Lauren Molyneux reviews the latest best sellers including her ‘top pick’, which provides an elegantly articulated insight into grief, loss and companionship

The Friend
Sigrid Nunez
From the blurb, The Friend presents itself as a book about loss and companionship. In actuality, it’s about so much more than that.
When our narrator unexpectedly loses her lifelong friend to suicide, she feels obliged to take his dog, a Great Dane named Apollo, into her own care. Though a self-professed ‘cat-person’, she soon comes to appreciate the canine’s company, and begins to realise that she is not the only one who is grieving. The loss is explored through our narrator’s words, who is able to elegantly articulate her feelings, reminiscing and sharing memories about her dear friend.
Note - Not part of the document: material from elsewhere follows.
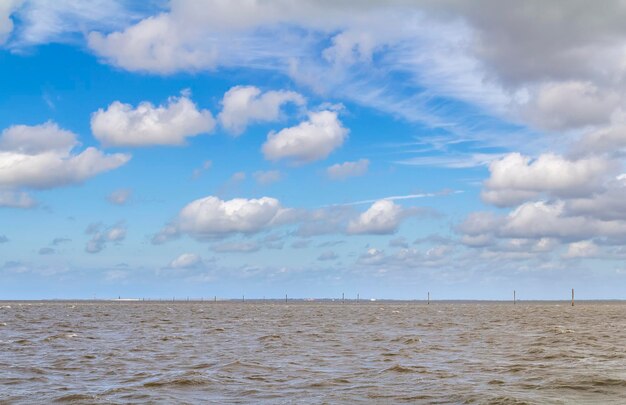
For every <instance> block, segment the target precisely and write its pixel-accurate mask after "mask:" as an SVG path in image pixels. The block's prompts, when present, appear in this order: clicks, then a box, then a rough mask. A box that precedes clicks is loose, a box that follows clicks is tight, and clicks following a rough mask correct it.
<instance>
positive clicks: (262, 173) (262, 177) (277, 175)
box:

At the same time, the feelings she expresses are mirrored in the actions of the melancholic dog, and the healing power of the human-canine bond shines through.
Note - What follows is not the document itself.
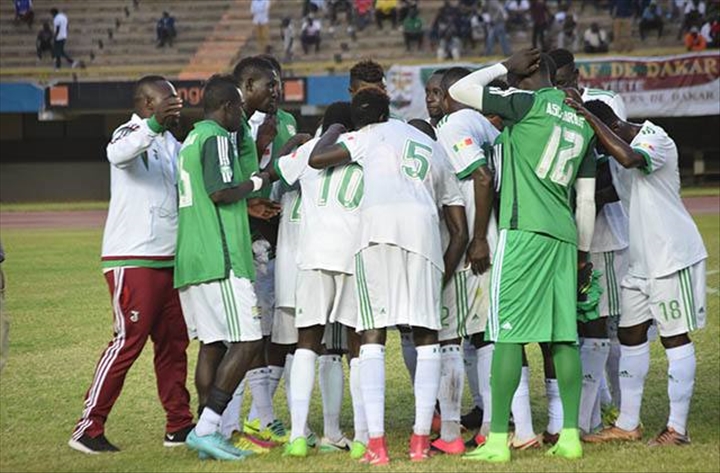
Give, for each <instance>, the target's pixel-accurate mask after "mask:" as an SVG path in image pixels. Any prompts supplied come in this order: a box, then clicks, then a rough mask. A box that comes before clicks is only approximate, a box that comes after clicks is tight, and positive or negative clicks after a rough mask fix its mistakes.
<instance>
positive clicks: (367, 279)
mask: <svg viewBox="0 0 720 473" xmlns="http://www.w3.org/2000/svg"><path fill="white" fill-rule="evenodd" d="M389 102H390V100H389V98H388V97H387V95H386V94H385V93H384V91H382V90H380V89H378V88H376V87H367V88H365V89H363V90H360V91H359V92H357V94H356V95H355V97H354V98H353V102H352V115H353V123H354V124H355V126H356V128H357V129H358V131H357V132H353V133H347V134H345V135H344V136H343V137H342V139H341V141H340V142H339V143H336V142H337V140H338V137H339V136H340V135H341V134H342V133H343V132H344V131H345V130H344V128H343V127H342V126H337V125H335V126H331V127H330V128H329V129H328V131H326V132H325V134H323V136H322V137H321V139H320V141H318V143H317V144H316V146H315V149H314V150H313V152H312V153H311V155H310V165H311V166H312V167H315V168H325V167H329V166H334V165H338V164H342V163H347V162H349V161H351V160H352V161H353V162H358V163H359V164H360V165H362V166H363V172H364V183H365V192H364V197H363V199H364V200H363V206H362V209H361V222H362V227H361V234H360V246H359V248H360V250H359V252H358V253H357V254H356V256H355V277H356V281H357V291H358V296H357V297H358V305H359V309H360V314H359V318H358V331H359V332H360V333H361V338H362V346H361V350H360V376H361V381H362V383H361V385H362V397H363V402H364V405H365V412H366V415H367V422H368V430H369V436H370V439H369V442H368V446H367V451H366V453H365V456H364V457H363V459H362V461H364V462H367V463H370V464H373V465H379V464H386V463H387V462H388V461H389V458H388V456H387V446H386V442H385V428H384V409H385V363H384V361H385V346H384V345H385V339H386V329H387V327H392V326H395V325H399V324H403V325H409V326H410V327H412V330H413V334H414V338H415V345H416V346H417V367H416V372H415V389H414V391H415V426H414V429H413V435H412V437H411V439H410V459H411V460H413V461H422V460H425V459H427V458H429V451H430V437H429V434H430V426H431V422H432V416H433V410H434V406H435V400H436V399H437V393H438V387H439V383H440V346H439V344H438V339H437V330H438V329H439V328H440V314H439V307H440V292H441V291H440V290H441V284H442V273H443V269H444V264H443V253H442V249H441V242H440V226H439V223H438V212H437V206H438V203H440V204H442V205H452V202H450V201H449V200H445V198H444V196H435V195H434V194H435V191H434V188H435V182H436V180H437V179H439V177H440V176H439V174H438V173H437V170H436V166H435V165H434V161H433V158H434V156H435V153H436V149H437V146H438V145H437V144H435V142H433V141H432V139H430V138H428V137H427V136H426V135H425V134H423V133H422V132H420V131H418V130H416V129H415V128H413V127H411V126H409V125H407V124H405V123H403V122H401V121H399V120H390V121H388V117H389V113H390V112H389ZM440 152H441V151H440ZM458 203H461V199H460V202H458Z"/></svg>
The Friend is beautifully written – Nunez’s prose is smooth as silk and almost sings from the page. It is equally charming and intimate and, although it explores the value of man’s best friend wonderfully, it also offers elegant insights into art, literature and the act of writing, academia, creativity and philosophical thinking.
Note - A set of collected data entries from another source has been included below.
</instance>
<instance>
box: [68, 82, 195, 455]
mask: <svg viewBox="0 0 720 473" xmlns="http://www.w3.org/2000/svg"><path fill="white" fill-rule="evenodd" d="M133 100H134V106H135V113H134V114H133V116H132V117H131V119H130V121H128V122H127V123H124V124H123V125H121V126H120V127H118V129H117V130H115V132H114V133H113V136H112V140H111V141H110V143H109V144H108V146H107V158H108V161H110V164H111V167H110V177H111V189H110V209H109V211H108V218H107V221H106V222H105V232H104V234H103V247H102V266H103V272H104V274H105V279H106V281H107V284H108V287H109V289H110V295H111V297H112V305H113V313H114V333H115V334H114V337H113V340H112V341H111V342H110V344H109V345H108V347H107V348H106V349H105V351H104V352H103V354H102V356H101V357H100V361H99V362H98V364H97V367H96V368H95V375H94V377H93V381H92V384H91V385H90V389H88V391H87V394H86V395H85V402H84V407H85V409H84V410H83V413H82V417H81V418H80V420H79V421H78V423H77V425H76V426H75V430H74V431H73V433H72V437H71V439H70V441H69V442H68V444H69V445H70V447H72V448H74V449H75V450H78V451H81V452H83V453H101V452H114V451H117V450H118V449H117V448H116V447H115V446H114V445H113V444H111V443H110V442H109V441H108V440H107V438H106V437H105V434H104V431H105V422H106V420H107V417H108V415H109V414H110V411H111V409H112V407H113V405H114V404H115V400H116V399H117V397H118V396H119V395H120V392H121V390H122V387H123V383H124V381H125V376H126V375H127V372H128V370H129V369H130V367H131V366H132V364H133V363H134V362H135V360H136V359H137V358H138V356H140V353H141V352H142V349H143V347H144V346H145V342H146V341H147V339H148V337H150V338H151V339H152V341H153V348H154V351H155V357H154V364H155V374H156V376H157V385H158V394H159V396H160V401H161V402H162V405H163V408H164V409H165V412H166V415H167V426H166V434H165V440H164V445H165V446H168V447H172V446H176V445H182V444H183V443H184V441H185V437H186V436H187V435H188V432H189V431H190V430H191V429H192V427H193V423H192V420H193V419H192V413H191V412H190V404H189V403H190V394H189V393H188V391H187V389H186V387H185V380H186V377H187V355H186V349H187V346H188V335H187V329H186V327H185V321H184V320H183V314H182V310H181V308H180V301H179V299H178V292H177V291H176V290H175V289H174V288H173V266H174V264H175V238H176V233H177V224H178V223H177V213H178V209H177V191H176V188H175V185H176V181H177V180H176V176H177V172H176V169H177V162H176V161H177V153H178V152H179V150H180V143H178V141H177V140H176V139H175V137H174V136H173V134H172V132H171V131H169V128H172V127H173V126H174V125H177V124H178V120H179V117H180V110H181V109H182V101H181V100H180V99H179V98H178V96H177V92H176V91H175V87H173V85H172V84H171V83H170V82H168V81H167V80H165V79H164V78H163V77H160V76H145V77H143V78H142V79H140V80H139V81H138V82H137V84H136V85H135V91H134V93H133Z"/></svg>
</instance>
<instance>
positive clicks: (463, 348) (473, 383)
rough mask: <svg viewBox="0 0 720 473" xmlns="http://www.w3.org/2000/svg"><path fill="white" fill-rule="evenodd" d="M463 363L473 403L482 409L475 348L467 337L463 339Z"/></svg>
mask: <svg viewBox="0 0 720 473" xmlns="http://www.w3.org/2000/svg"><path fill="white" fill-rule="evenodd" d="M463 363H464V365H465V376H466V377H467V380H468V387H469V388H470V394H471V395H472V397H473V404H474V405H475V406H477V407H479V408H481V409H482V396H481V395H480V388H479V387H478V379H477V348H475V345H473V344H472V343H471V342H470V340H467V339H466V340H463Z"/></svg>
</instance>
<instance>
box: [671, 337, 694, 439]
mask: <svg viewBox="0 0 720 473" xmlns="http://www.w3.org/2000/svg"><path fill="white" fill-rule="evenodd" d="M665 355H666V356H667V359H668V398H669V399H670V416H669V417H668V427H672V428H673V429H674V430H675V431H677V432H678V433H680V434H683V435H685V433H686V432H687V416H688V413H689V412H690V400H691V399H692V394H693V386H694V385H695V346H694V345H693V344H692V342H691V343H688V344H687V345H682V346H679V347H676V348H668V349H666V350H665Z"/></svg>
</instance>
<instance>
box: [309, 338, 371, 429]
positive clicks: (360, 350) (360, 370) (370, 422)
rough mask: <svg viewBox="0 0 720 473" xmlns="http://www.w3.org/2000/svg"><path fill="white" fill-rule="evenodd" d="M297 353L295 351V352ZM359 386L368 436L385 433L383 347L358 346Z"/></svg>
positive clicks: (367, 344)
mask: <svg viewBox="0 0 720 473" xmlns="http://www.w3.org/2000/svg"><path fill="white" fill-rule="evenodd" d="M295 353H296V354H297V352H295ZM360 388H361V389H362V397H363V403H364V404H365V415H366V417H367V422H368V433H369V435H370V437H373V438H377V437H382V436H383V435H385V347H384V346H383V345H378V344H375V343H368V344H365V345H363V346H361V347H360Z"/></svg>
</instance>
Told with interesting exposition, the second person address somehow makes everything feel more real and allows the writer to play with genres boundaries to include elements of fiction, memoir/autobiography, informal letter and personal journal.
The Friend offers up an elegant meditation on grief, loss, friendship, healing and the very special bonds shared between humans and dogs. It explores so many unexpected avenues and has such resonance that you’ll want to read it twice-over.

Nine Perfect Strangers
Liane Moriarty
Liane Moriarty brings together Nine Perfect Strangers at a luxury retreat in the middle of nowhere. Their curiously charming resort leader, Masha, promises they will be changed forever, but none of them could have anticipated the transformation they will each undergo.
Nine Perfect Strangers places the introduction and development of realistic characters at the heart of the novel. Although it is based upon a ‘thriller’ plotline, one that has interesting twists and plays around with reader expectations, I strangely found myself more invested in learning about what brought all these characters to the resort, their histories and varying hard times, than getting excited about the narrative twists, which at times seemed a little forced.
Nine Perfect Strangers is an ideal summer read. It is a novel which sets a good pace from the offset and feeds you just enough to keep you interested. Easily finished in an afternoon, it explores some interesting ideas, particularly surrounding wellness, image, mindfulness and philosophy. It’s a story about taking care of yourself, about how much the past can affect your future, how tight its grasp can be and how difficult it can be to shake it off. Nine Perfect Strangers fuses together elements of several genres to produce something that is very readable, if at times a little bit rushed and hyperbolic.